- Born: 1192 or 1193
- Died: 1266 Wienhausen
- Buried: Wienhausen Abbey
- Noble family: Wettin
- Spouse: Henry V, Count Palatine of the Rhine
- Father: Conrad II, Margrave of Lusatia
- Mother: Elisabeth of Poland

= Agnes of Landsberg =

German noblewoman

Agnes of Landsberg (1192 or 1193 – 1266 in Wienhausen) was a German noblewoman. She was the third child of Conrad II (1159–1210), Margrave of Lusatia, and his wife, Elisabeth (c. 1153 – 1209), the daughter of Mieszko III the Old (1126–1202), Duke of Poland. She was a daughter-in-law of Henry the Lion.

== Life ==
Agnes was the youngest daughter of the ruling family of Landsberg. Her elder brother was Conrad (died before 1210); her sister was Matilda (c. 1190 – 1225), who married Margrave Albert II of Brandenburg. Agnes married in 1211 to Henry V, Count Palatine of the Rhine (1173 – 28 April 1277 in Brunswick), the eldest son of Henry the Lion.
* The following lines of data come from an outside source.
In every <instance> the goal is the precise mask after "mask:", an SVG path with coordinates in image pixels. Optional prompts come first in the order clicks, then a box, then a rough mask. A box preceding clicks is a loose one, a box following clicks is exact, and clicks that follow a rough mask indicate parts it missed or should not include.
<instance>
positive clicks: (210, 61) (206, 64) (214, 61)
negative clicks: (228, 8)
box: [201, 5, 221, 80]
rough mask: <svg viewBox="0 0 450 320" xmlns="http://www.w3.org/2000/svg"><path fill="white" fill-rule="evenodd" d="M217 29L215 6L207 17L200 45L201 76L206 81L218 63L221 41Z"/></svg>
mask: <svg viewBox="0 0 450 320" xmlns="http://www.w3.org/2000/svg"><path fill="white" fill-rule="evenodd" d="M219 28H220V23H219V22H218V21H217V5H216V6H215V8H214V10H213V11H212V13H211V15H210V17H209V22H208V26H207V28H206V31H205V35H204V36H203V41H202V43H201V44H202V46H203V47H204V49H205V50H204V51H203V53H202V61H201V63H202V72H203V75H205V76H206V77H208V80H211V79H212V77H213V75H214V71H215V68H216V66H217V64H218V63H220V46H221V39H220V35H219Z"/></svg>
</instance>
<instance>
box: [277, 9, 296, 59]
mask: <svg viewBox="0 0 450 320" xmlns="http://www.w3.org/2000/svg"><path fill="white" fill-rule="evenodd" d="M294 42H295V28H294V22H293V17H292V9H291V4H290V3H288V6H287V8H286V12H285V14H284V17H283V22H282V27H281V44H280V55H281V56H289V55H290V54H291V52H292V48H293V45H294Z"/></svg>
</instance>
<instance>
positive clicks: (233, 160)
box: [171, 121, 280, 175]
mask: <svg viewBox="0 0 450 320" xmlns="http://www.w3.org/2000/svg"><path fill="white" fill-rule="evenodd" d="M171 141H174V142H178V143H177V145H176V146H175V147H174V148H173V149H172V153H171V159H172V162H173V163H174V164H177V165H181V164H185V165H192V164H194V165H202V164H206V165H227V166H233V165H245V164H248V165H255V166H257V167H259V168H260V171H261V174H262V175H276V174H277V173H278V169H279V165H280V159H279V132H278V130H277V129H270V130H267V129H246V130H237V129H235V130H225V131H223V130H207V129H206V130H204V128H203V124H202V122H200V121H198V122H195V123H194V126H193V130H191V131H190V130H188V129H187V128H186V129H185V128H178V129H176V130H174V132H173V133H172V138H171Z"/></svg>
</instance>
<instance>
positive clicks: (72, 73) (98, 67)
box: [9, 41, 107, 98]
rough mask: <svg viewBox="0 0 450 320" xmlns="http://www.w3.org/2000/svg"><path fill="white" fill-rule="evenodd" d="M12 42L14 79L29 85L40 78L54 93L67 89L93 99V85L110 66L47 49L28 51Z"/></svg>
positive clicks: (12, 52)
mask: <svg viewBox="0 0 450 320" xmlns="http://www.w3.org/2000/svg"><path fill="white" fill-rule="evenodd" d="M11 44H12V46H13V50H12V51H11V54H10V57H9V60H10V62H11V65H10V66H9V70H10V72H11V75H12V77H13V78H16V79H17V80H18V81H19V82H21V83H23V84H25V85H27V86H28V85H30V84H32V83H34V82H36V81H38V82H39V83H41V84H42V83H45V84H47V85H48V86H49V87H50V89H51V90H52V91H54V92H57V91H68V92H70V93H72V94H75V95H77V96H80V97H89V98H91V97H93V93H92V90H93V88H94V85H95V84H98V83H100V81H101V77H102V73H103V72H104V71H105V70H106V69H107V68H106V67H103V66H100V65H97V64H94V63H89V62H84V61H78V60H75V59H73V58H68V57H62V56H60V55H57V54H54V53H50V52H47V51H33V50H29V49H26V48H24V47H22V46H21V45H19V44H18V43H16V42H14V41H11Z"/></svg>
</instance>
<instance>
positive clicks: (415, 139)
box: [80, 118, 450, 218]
Ersch and Gruber had this to say about Agnes and her husband:

Henry took possession of Otto's territories after the latter died without heir at the Harzburg in 1218, after a turbulent reign. He handed the Imperial Regalia to Frederick II and retired to Brunswick, where he spent the rest of his life in peace. In 1223, he declared that Otto the Child, the only son of his brother William would be the sole heir of the Welf allodial possessions in Saxony. He died in 1227. He had two daughters and a son by his wife Agnes. He had already transferred the Palatinate to his son, Henry II. However, Henry II died in 1214. It appears that after 1214, Frederick II handed the Palatinate to Duke Louis I, as there are no deeds dated after 1214 in which Henry call himself Count Palatine or takes any action regarding the Palatinate. Henry married his daughter Agnes to Duke Otto the Illustrious of Bavaria and her sister Irmengard to Herman of Baden. There is a theory that the Getrude of Brunswick who married Duke Frederick of Austria may have been a daughter of our Henry. After the death of his beloved Agnes of the Palatinate, Henry remarried to Agnes of Landsberg. From this second marriage, he had no children.
— Ersch and Gruber, Johann Samuel Ersch and Johann Gottfried Gruber: Allgemeine Encyclopädie der Wissenschaften und Künste in alphabetischer Folge, Leipzig, 1828, p. 348

Agnes died in 1266 and was buried in Wienhausen Abbey

== Founding monasteries ==
Between 1217 and 1221, a, probably wooden, Cistercian monastery was constructed on the lower reaches of the Burgdorfer Aue, near Nienhagen, and populated with nuns from the monastery in Wöltingerode. This was an initiative of Henry and his wife Agnes. The monastery no longer exists, but the place where it stood is still called Klosterhof (i.e. "monastery court"). The place was infested by "water musquitos and poisonous worms" and suffered from "unhealthy, swampy air". After about the years, the monastery was moved to Wienhausen. In 1233, the Bishop of Hildesheim confirmed the rights of Wienhausen Abbey.

in 1243, Agnes founded a monk's monastery in Isenhagen. It was later converted to the Cistercian Isenhagen Abbey.

== Domus Ottonis ==
Duke Otto the Child gave his aunt Agnes a house, named Domus Ottonis (i.e. "Otto's house") in the city of Cell, with all the farmland and forests that belonged to it, with permission to leave the house and the lands to Wienhausen Abbey in her will. This house was probably built as a hunting lodge for Otto when his aunt stille lived at Altencelle castle. After Agnes's death, the house came into the possession of Wienhausen Abbey, who would rent it out.